Should US Expats Report Bitcoin Cryptocurrency Under FATCA or FBAR?
Bitcoin has been dominating headlines over the last few months, as it’s value has risen and fallen, and many questions still linger over its viability as a currency and its value as an asset going forward.
For many expats though, Bitcoin has been simply a useful way of getting paid across borders, while others have treated it as an investment.
Because the US taxes based on citizenship, Americans are required to file US taxes wherever in the world they live.
Thankfully, there are a number of exemptions available, such as the Foreign Earned Income Exclusion and the Foreign Tax Credit, that allow expats to avoid double taxation, although these must be actively claimed when expats file their federal return.
Americans living abroad may have further reporting requirements relating to FATCA and FBAR.

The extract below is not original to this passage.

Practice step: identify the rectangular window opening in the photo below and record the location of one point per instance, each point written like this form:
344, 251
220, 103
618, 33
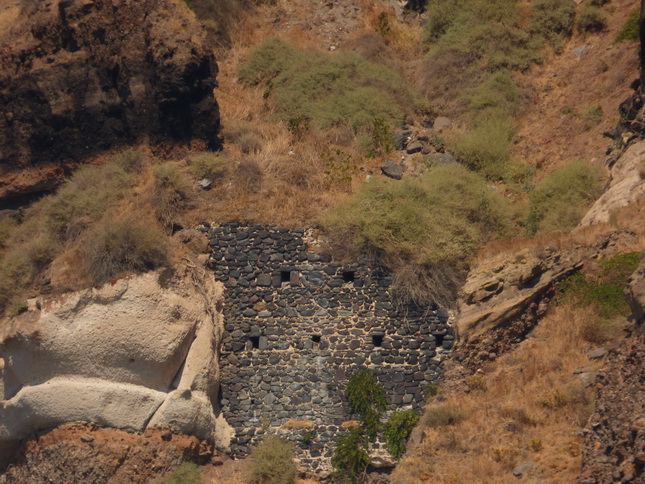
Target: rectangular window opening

General FATCA and FBAR rules
FATCA, the 2010 Foreign Account Tax Compliance Act, requires expats with foreign financial assets worth over $200,000 at any time during the year to report them by filing form 8938 along with their US federal tax return.

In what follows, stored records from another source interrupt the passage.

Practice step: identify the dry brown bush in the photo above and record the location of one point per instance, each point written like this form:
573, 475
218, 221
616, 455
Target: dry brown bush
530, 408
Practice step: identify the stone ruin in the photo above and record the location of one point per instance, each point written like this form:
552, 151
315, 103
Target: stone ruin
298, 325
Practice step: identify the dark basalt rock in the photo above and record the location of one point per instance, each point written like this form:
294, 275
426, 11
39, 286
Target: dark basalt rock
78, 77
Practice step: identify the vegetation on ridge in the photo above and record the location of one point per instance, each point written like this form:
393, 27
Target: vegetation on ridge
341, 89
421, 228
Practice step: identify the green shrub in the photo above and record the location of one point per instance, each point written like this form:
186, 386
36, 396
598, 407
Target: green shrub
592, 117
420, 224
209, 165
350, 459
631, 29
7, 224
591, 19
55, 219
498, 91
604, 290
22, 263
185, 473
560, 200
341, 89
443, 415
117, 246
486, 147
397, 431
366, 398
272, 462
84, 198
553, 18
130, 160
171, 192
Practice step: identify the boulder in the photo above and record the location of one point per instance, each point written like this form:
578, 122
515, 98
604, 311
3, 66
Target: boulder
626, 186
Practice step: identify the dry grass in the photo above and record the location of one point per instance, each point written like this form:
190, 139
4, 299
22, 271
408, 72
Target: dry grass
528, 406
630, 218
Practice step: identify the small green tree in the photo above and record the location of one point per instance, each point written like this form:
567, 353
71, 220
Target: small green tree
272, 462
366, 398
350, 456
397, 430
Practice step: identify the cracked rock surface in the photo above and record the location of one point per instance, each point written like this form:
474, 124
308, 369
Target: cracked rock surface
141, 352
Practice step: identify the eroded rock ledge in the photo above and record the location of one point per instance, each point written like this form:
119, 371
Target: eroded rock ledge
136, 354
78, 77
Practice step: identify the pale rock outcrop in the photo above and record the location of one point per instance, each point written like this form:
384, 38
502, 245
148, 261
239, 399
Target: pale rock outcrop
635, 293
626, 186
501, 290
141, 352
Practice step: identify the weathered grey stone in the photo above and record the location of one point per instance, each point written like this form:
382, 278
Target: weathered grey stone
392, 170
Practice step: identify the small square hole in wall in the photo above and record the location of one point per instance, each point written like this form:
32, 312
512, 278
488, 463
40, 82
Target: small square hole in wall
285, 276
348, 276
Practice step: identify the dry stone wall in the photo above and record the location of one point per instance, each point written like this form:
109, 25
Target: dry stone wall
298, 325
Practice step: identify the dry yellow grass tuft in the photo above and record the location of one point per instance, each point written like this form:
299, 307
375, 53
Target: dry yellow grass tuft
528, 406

“Today there’s a virtual currency team within the IRS. The agency also hired a cryptocurrency software company called Chainalysis to trace the movement of money through the bitcoin economy” – CNBC
In 2014, the IRS issued guidance regarding this. In summary, if expats are paid in Bitcoin, they should report it as they would any other income on their federal tax return (and state return if applicable).

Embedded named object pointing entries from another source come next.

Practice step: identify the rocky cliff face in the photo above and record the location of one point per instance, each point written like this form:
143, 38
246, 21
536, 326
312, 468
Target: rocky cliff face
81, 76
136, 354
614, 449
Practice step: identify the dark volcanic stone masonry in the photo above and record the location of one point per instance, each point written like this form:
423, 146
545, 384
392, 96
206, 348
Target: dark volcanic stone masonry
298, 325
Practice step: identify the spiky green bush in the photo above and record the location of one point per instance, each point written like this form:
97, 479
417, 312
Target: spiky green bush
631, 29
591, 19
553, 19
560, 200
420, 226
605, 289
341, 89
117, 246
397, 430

If on the other hand expats buy Bitcoin (or other cryptocurrencies) as an investment, any gain or loss they make on their investment should be reported as they would any other capital gain or loss.
So should US expats report Bitcoin Holdings under FATCA and FBAR?
Things are less clear though regarding whether Bitcoin should be included in FATCA and FBAR reporting.
In 2014, the IRS stated that it didn’t require virtual currency accounts to be reported on an FBAR, with the caveat that this may change in the future. Given the recent rise in profile and popularity of Bitcoin and other virtual currencies, it would seem prudent to now confirm that the advice given in 2014 still stands.
Furthermore, the IRS has been taking clear steps to find out who does and doesn’t have virtual currency accounts. It recently won a case forcing Coinbase, one of the most popular cryptocurrency exchanges, to reveal its 14,000 account holders. The case will no doubt act as a precedent as the IRS requests information from other virtual currency service providers. The IRS is also actively tracking virtual currency movements, globally.
The bottom line is that there is no clear official position on this. As a result, many tax specialists are urging a cautious approach, encouraging expats with virtual currency accounts held at foreign institutions to report them on an FBAR (and on form 8938 under FATCA too if the expat’s total foreign financial holdings including virtual currency exceed $200,000 at any time during the year). There’s no immediate tax implication resulting from reporting these accounts after all, until a taxable profit is realized. At Bright!Tax, we would endorse this cautious approach.
Expats who are behind with their US tax filing can catch up using an IRS amnesty program called the Streamlined Procedure without facing any penalties by filing their last 3 tax returns, their last 6 FBARs (as applicable), and self-certifying that their previous non-compliance wasn’t willful avoidance.